Cerca de 500 mulheres foram confirmadas como vítimas de abusos sexuais russos e vão ser compensadas pela Ucrânia, com ajuda financeira, médica e psicológica. “As reparações às vítimas de violações graves dos direitos humanos, incluindo as vítimas de violência sexual relacionada com conflitos, não são apenas um apoio económico. Trata-se de um passo importante para o restabelecimento da justiça”, defendeu ao “The Guardian” a primeira dama ucraniana, Olena Zelenska.

“A reabilitação e a indemnização são um elemento da reparação, mas o que os sobreviventes consideram muito importante é o reconhecimento”,  diz Esther Dingemans, diretora do Fundo Global de Sobreviventes (GSF, na sigla original), que gere o projeto ucraniano de compensações, com fundos de governos doadores. Será a primeira vez que os sobreviventes são compensados durante um conflito ativo, ressalva.

“O regime de compensações oferece uma confirmação de que o que lhes aconteceu é oficialmente reconhecido. Isto também envia uma mensagem à comunidade em geral”, argumenta Dingemans. Uma perspetiva que acolhida por uma das vítimas assumidas e confirmadas dos abusos russos, Lyudmila Huseynova. “As reparações podem ajudar, mas têm de incluir um apoio holístico à saúde física e mental. As mulheres precisam de ter acesso a um psicólogo – não apenas para algumas sessões, mas durante o tempo que precisarem. O trauma da violência sexual não desaparece”, disse.

“Quando fui libertada tive de reaprender a andar”

Huseynova foi uma dos oito civis libertados na primeira troca de prisioneiros do sexo feminino com a Rússia, em outubro de 2022, em conjunto com 100 soldados ucranianos. “Durante três anos e 13 dias, fui mantida numa cela sobrelotada”, às mãos dos separatistas do Donetsk. “Não vi o céu e o ar era pesado devido ao fumo dos cigarros”, contou ao jornal britânico “The Guardian”.

“Quando fui libertada tive de reaprender a andar e a encher o peito de ar”, recordou. Mas os traumas psicológicos não a largam. “Ainda acordo a meio da noite a sentir a forma horrenda como me tocavam e não consigo dormir”, conta.

Num país em guerra, os serviços públicos da Ucrânia estão por um fio. E no hospital de Dnipro, onde foi recebido depois da libertação, faltavam meios humanos, técnicos e capacidade humana para a entender. “Não os culpo, mas não estavam preparados para lidar com alguém como eu”, desabafa.  “Não sabiam como me abordar ou falar comigo, o que causou mais danos psicológicos a longo prazo”, acrescentou.

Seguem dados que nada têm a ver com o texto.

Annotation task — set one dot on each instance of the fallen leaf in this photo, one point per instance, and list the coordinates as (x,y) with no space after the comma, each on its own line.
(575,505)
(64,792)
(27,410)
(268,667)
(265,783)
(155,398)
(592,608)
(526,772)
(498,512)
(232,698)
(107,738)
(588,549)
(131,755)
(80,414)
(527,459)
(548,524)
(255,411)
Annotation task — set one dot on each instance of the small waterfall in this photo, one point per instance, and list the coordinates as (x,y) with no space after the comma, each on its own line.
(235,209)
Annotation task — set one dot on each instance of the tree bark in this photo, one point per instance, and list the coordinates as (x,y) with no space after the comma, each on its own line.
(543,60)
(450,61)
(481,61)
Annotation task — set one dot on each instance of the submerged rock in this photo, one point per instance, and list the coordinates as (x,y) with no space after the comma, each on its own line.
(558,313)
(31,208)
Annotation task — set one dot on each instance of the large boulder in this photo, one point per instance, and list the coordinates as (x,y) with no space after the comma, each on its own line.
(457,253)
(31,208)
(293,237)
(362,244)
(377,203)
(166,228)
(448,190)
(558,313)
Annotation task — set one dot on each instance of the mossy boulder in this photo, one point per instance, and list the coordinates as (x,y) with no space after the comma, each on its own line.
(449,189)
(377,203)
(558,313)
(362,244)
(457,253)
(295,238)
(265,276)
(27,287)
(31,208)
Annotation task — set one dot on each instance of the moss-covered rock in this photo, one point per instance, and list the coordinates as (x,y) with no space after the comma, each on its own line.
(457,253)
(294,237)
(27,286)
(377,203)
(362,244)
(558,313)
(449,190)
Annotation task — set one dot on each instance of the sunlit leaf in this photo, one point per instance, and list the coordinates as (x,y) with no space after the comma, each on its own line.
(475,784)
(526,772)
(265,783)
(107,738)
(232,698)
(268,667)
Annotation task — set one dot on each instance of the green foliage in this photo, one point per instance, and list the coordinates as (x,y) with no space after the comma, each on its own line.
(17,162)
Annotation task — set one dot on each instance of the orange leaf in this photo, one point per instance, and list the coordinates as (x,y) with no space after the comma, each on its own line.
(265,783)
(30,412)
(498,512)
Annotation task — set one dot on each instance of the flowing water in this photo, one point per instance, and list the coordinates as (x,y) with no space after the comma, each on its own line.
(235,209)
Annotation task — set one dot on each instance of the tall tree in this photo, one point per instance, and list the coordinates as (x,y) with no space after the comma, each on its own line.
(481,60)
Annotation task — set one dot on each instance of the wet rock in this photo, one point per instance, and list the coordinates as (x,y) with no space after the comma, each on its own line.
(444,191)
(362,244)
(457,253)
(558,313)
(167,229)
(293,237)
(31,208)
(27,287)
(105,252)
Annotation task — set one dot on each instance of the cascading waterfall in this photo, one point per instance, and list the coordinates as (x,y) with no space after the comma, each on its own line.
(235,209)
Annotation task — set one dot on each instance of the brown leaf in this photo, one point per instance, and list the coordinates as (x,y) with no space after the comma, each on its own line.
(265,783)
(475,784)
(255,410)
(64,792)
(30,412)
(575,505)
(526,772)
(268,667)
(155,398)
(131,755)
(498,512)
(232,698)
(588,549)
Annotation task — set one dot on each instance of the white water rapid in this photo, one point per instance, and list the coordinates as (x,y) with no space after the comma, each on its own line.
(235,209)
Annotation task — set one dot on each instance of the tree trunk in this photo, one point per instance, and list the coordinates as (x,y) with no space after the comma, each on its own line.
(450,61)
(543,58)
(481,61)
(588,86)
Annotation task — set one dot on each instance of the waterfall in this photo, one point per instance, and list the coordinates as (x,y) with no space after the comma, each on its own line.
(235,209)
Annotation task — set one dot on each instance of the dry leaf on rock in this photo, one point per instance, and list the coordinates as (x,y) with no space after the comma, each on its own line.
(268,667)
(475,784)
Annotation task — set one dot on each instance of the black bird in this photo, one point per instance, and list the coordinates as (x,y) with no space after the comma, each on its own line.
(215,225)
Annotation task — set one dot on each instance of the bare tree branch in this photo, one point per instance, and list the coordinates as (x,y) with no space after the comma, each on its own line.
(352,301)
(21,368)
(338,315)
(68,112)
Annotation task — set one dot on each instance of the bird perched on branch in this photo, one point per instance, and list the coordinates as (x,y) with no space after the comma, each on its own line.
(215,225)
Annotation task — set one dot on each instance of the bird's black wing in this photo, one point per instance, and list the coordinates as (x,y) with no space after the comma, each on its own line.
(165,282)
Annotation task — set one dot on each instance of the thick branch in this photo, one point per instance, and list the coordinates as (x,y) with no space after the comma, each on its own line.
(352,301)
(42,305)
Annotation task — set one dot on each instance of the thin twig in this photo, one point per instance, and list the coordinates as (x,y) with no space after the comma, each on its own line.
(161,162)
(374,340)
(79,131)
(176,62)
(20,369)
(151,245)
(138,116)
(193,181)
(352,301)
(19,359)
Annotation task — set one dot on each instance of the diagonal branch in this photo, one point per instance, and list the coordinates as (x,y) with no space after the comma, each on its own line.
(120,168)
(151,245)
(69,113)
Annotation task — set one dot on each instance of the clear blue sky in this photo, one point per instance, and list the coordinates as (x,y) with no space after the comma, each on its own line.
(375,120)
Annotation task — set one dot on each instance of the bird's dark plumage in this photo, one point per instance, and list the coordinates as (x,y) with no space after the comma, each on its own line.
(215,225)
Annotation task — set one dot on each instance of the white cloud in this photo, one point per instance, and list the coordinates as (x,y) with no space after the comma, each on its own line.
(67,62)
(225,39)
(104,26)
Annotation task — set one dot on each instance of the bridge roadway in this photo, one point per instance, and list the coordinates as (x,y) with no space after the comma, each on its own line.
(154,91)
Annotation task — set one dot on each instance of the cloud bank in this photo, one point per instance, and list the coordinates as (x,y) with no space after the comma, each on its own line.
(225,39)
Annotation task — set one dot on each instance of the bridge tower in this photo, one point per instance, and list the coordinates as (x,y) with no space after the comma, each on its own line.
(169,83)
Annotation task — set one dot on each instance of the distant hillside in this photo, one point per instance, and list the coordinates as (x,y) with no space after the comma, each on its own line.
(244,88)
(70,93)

Foi esta experiência que levou Huseynova a juntar-se ao GSF. Tendo sido vítima, quer colaborar na solução e garantir que outras vítimas de abusos sexuais da guerra tenham melhor apoio do que aquele que teve. “Os sobreviventes deixam as prisões sem nada”, recorda.

Homens também estão a denunciar abusos

E não são só mulheres. Há relatos de homens e rapazes que também foram abusados pelos russos. “Sabemos, com base noutros contextos, que os homens sobreviventes de violência sexual relacionada com conflitos raramente procuram ajuda, mas, surpreendentemente, não tem sido esse o caso na Ucrânia”, disse Fedir Dunebabin, representante do GSF na Ucrânia. “Muitos homens sobreviventes estão a dar um passo em frente para lutar pelos seus direitos e pela justiça”, acrescentou.

A diretora do GSF, fundado em 2019, considera que a sociedade civil e o governo da Ucrânia têm sido eficazes na abordagem ao estigma dos sobreviventes de abusos sexuais, como é o exemplo o empenho de Zelenska. Ainda segundo Dingemans, há novas leis em discussão no parlamento ucraniano que definirão a violência sexual relacionada com conflitos como um crime distinto e criarão um registo nacional para registar os casos.